Irony and cynicism may not be cardinal sins or even formally prohibited by halakha, although no less a writer on Jewish ethics than R. Moshe Hayyim Luzzatto (Mesillat Yesharim, ch. 5) called out “mockery” for its “great corruptive power” and for being antithetical to the ideal of vigilance (zerizut). R. Aharon Lichtenstein explained Maimonides’ warning against hittul (frivolity) as encompassing latzon (scoffing) and kalut rosh (lightheadedness). While in Return and Renewal: Reflections on Teshuva and Spiritual Growth he calls out hypocrisy, self-delusion, cant, shallowness and shoddiness, false spirituality, superficiality and pallid performance, and more, R. Lichtenstein does not specifically touch upon irony and cynicism. However, one of his primary teachers, R. Yitzchak Hutner, in the first essay in his Pahad Yitzhak on Purim, analyzes how Amalek differed from the other nations in the aftermath of the miracle of the Red Sea and the revelation on Mount Sinai and hones in on the trait of mockery as what drove them to attack and ignore the aura surrounding bnei Yisrael. He describes that trait as a deeply rooted human vice—the inability to countenance meaning and importance and the resultant desire to “find the gaps in any structure of importance in order to fully destroy the structure.” This is not so far from Wallace’s working definition of irony: “exploiting gaps between what’s said and what’s meant, between how things try to appear and how they really are.” In post-modern culture irony “serves an exclusively negative function. It’s critical and destructive, a ground-clearing … [but it is] singularly unuseful when it comes to constructing anything to replace the hypocrisies it debunks.”

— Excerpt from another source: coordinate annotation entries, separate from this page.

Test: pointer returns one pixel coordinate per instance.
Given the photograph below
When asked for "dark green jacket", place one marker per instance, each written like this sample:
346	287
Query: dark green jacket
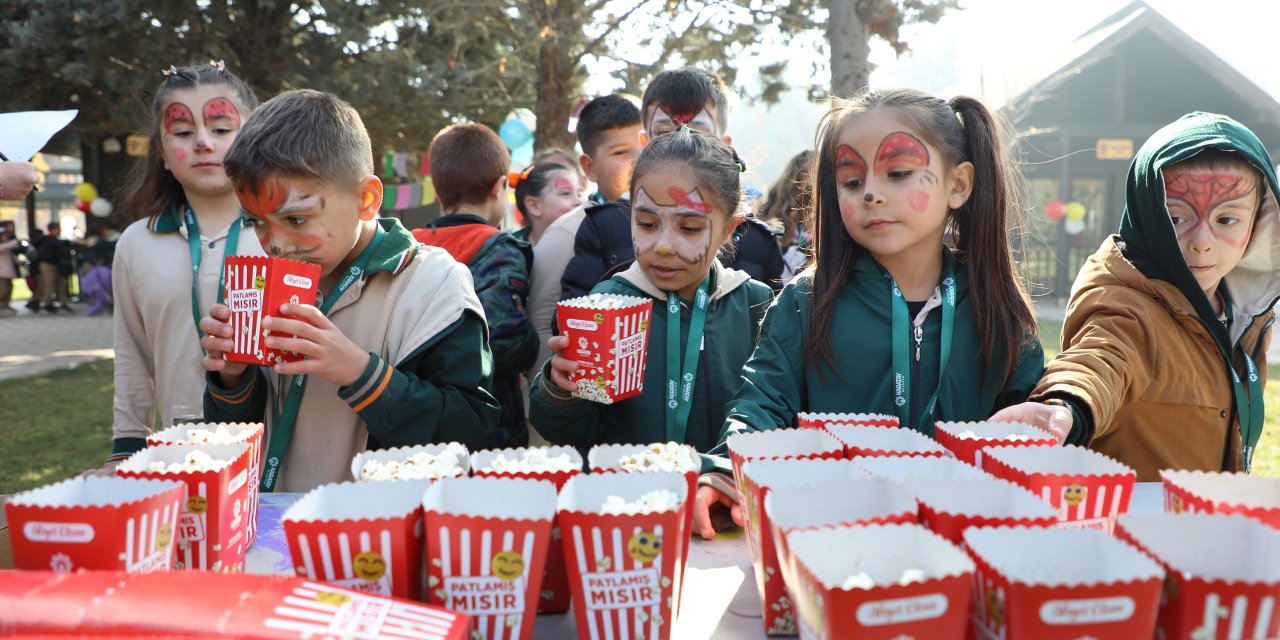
732	318
780	382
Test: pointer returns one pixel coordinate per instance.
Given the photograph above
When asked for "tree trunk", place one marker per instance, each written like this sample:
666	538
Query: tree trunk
848	35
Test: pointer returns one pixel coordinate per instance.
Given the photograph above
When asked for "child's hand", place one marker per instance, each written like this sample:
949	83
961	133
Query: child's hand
1051	417
330	355
216	342
705	498
561	366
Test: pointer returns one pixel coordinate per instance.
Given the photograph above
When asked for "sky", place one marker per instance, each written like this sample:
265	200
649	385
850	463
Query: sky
993	49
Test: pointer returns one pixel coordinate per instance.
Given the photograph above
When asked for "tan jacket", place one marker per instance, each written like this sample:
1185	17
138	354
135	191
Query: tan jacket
1136	355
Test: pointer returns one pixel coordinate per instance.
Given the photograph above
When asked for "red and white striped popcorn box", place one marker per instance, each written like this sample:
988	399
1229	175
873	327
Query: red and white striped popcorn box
122	524
487	542
200	604
862	501
624	566
554	595
883	440
416	462
880	581
213	529
900	467
968	439
807	420
256	287
960	503
223	433
365	536
608	337
763	476
1087	488
1212	589
1212	492
1061	584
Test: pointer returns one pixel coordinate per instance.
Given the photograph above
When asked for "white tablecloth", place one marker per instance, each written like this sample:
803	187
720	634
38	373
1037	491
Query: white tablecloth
720	602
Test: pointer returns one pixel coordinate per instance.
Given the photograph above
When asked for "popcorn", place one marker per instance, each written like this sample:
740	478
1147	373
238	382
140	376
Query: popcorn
419	466
650	502
531	461
658	457
195	461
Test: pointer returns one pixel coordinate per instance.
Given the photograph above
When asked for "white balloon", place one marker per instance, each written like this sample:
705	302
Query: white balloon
100	208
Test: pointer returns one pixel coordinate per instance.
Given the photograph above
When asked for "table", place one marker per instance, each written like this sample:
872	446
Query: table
720	600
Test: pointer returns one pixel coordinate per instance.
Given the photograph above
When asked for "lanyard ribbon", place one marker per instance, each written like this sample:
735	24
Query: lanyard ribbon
282	428
679	403
903	330
195	242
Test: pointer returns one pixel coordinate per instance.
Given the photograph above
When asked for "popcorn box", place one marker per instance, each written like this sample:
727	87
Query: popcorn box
968	439
1061	584
863	501
1087	488
416	462
807	420
959	503
200	604
554	595
95	522
256	287
624	566
880	581
1223	576
900	467
224	433
608	336
1206	492
487	544
762	476
213	528
365	536
883	440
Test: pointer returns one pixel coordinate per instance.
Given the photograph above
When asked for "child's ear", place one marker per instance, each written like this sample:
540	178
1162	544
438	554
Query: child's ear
370	197
961	184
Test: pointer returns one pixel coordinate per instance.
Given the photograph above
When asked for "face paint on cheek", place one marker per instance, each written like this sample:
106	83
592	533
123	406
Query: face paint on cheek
220	108
177	115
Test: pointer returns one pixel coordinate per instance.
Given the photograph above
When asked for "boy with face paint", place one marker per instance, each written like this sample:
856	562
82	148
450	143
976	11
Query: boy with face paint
1165	341
396	342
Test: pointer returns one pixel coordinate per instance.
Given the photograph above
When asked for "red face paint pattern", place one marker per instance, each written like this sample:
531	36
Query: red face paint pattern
686	200
177	114
1203	192
222	108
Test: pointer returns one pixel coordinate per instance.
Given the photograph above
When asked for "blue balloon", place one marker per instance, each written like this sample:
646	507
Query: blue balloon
515	133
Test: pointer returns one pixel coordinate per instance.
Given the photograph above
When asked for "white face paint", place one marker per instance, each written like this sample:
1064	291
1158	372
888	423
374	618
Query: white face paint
666	120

For Wallace, current visual media and post-modern literature run on an operating system powered by irony and cynicism which engender disdain for and fear of sincerity. This negates the possibility of conversation let alone art intended to deal with human values. Wallace describes this problem to point the way to a different kind of fiction—which could be called post-post-modern or just be said to “back away from ironic watching, [that has] the childish gall actually to endorse single-entendre values [and] which treat[s] old untrendy human troubles and emotions in U.S life with reverence and conviction [and] eschew[s] self-consciousness and fatigue.” Wallace attempted to do much the same in Infinite Jest, especially in his sympathetic and empathetic treatment of recovering addicts and alcoholics.
As the stultifying and stunting effect of irony and cynicism go beyond the realm of literature and art and seeps into spiritual life, Wallace’s essay represents the best kind of criticism: writing which appraises current culture, explains clearly and coherently why it is lacking, and in so doing points the way back to an examined life.
David S. Glatt is a partner at Meitar Law Offices in Israel.